RACHMANINOV Symphony No 1. Prince Rostislav

Record and Artist Details

Composer or Director: Sergey Rachmaninov

Genre:

Orchestral

Label: Warner Classics

Media Format: CD or Download

Media Runtime: 59

Mastering:

DDD

Catalogue Number: 409596-2

409 5962. RACHMANINOV Symphony No 1. Prince Rostislav. Vasily Petrenko

Tracks:

Composition Artist Credit
Prince Rostislav Sergey Rachmaninov, Composer
Royal Liverpool Philharmonic Orchestra
Sergey Rachmaninov, Composer
Vasily Petrenko, Conductor
Symphony No. 1 Sergey Rachmaninov, Composer
Royal Liverpool Philharmonic Orchestra
Sergey Rachmaninov, Composer
Vasily Petrenko, Conductor
Vasily Petrenko rounds off his cycle of Rachmaninov symphonies for Warner (formerly EMI) Classics with this characteristically articulate and highly charged account of the epic First, magnificently played by an orchestra currently at the very top of its game.
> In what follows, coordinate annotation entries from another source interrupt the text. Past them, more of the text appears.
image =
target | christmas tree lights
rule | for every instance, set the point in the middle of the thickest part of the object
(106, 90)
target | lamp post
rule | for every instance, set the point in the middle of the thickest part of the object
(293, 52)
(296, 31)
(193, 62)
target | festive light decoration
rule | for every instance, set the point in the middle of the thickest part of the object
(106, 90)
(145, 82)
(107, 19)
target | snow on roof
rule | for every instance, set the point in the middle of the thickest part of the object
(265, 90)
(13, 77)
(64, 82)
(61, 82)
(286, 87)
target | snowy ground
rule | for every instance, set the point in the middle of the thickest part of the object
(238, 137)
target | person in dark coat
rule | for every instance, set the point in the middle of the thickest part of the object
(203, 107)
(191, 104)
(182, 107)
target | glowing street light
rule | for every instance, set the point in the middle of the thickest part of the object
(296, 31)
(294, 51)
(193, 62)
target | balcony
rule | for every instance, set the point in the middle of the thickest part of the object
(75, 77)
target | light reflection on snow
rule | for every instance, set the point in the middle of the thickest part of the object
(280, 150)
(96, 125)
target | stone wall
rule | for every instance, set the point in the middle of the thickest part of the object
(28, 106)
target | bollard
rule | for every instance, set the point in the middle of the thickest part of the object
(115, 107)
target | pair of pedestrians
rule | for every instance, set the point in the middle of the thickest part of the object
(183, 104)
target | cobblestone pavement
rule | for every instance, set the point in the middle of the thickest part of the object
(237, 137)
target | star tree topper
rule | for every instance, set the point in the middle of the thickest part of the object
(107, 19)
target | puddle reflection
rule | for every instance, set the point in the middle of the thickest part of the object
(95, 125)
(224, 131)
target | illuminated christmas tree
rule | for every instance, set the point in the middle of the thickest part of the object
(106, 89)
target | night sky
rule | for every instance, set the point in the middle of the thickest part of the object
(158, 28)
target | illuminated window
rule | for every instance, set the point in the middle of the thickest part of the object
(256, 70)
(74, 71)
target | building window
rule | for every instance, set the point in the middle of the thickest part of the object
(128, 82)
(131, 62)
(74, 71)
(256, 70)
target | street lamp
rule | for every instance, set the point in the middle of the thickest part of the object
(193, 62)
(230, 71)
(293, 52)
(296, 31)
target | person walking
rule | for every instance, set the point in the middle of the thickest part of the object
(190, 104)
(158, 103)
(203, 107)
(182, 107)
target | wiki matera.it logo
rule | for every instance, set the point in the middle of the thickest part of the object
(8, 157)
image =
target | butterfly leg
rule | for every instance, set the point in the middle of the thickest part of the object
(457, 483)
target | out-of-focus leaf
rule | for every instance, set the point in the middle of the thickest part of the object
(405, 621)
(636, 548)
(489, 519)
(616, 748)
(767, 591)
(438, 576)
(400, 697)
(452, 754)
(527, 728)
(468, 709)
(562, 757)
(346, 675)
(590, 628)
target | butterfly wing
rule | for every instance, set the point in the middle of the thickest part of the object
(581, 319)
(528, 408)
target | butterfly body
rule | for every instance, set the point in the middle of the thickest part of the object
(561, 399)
Composed between 1895 and 1897, the D minor symphony is an extraordinarily ambitious, prodigiously inventive and subtly integrated canvas, whose calamitous St Petersburg world premiere under Glazunov’s baton plunged its gifted young creator into a prolonged state of depression. Tragically, the piece was never heard again during Rachmaninov’s lifetime and only posthumously reconstructed from the surviving orchestral parts.

On the whole, the work’s most perceptive interpreters to date – Svetlanov (USSR SO; Melodiya), de Waart (Rotterdam PO; Philips, 12/79 – nla), Pletnev (DG), Anissimov (Naxos) and Kocsis (BMC) – tend not to deviate that much from the 1947 score. Frustratingly, Petrenko is hardly shy when it comes to tweaking the text, most notably (and, to my ears, deleteriously) adding liberal dollops of percussion throughout. Like Rozhdestvensky on his eccentric live 1990 Moscow PO performance (Revolution – nla), he even throws in tubular bells and a glockenspiel at the height of the slow movement – an aberration of taste all the more inexplicable when the clarinets’ gently swaying waltz leading up to it (so gorgeously embellished by the violins – try from 7'01") is as ravishingly songful and heartbreaking as I can ever recall.

Granted, the coupling is superb, a no-holds-barred reading of the red-blooded symphonic poem Prince Rostislav. To my own way of thinking, however, Petrenko’s questionable ‘improvements’ in the main work do tend to take the gloss off his achievement here – a shame given that the music-making otherwise displays such undeniably strong temperament, architectural grip and considerable emotional clout.